After 2016, states like Florida are doubling down on efforts to make sure the 2020 primary and general elections are secure.

DADE CITY, Fla. — With Iowa and now New Hampshire out in the lead, the 2020 Presidential election is officially underway. But, with Iowans still picking up the pieces thanks to a faulty app, states like Florida are doubling down on efforts to make sure the 2020 primary and general elections are secure.

Florida’s primary election is scheduled for Tuesday, March 17. The general election will be held on Tuesday, Nov. 3.

“We have it covered. I’m comfortable saying we’re in a good posture going into 2020,” said Pasco County Supervisor of Elections Brian Corley. “We are light years ahead of where we were in 2016. We didn’t know the enemies, didn’t know the playbook, now we do and so I’m confident saying that we’ve literally done all we can do.”

Corley points to the state’s implementation of cybersecurity systems like Albert as substantial improvements to Florida’s election infrastructure since the last presidential election.

“Albert is fantastic, it’s a military-grade network monitoring system, so basically it monitors our networks and Florida was the first in the entire nation to have all Albert sensors deployed, which is good because, let’s not forget, we are the largest battleground state in the nation, no disrespect to California, Texas and New York. But it monitors our networks 24/7, 365. If there’s any sort of incident we’d be made aware of it,” he said.

But Corley adds that there are other safety measures being taken behind the scenes, which he can’t talk openly about.

“A lot of what we’ve done, I can’t talk about because I use the analogy, it’s like telling a burglar that you got rid of this particular alarm system and you moved the deadbolt from this door to that door. We don’t want to give ammunition cyber-wise to those that want to undermine our elections, we don’t want to give them our playbook. And remember this: we have to be right 100 percent of the time, they have to be right one time, and that’s a pretty sobering statistic that keeps me up at night but also keeps us beyond hyper-vigilant.”

And while Corley feels confident in the state’s response to the attacks of 2016, he worries about the digital literacy of citizens who continue to share misinformation on social media surrounding the election.

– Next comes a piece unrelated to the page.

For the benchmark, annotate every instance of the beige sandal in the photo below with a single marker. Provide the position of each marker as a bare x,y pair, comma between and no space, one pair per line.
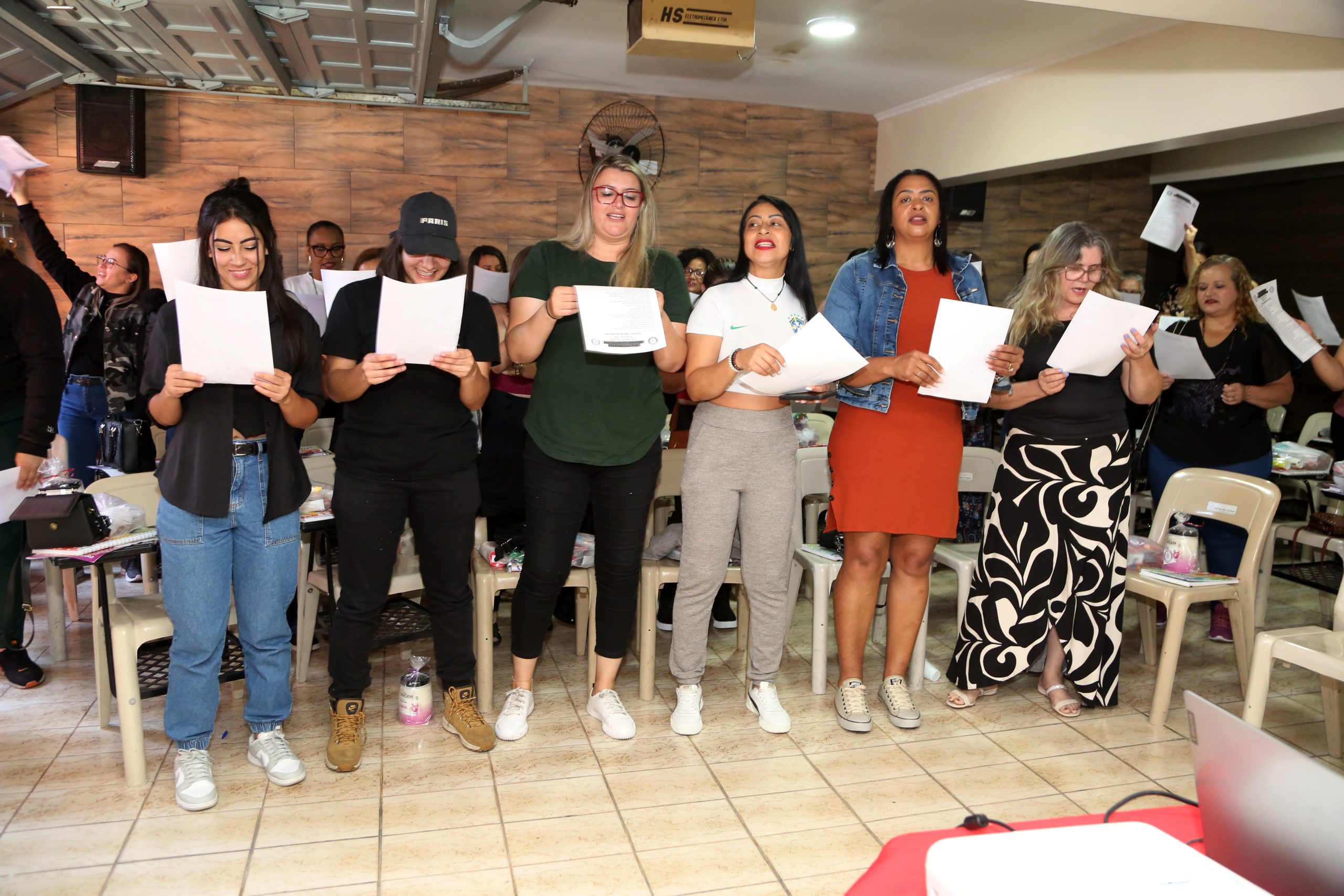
967,700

“The concern I have going into 2020: we are, I would say, hyper-focused on the techie side, shoring up your cybersecurity posture, which is very, very appropriate, but there’s a huge lane over here, what we saw in 2016 was the misuse, misinformation, disinformation using social media. And that’s not really been spoken about,” Corley said. “The goal in 2016 of these nefarious actors was never to change votes, they knew they couldn’t change votes. What their goal was: to erode voter confidence and polarize Americans. Sadly, the fact that we’re discussing this now means they were victorious, and we can’t let them win.”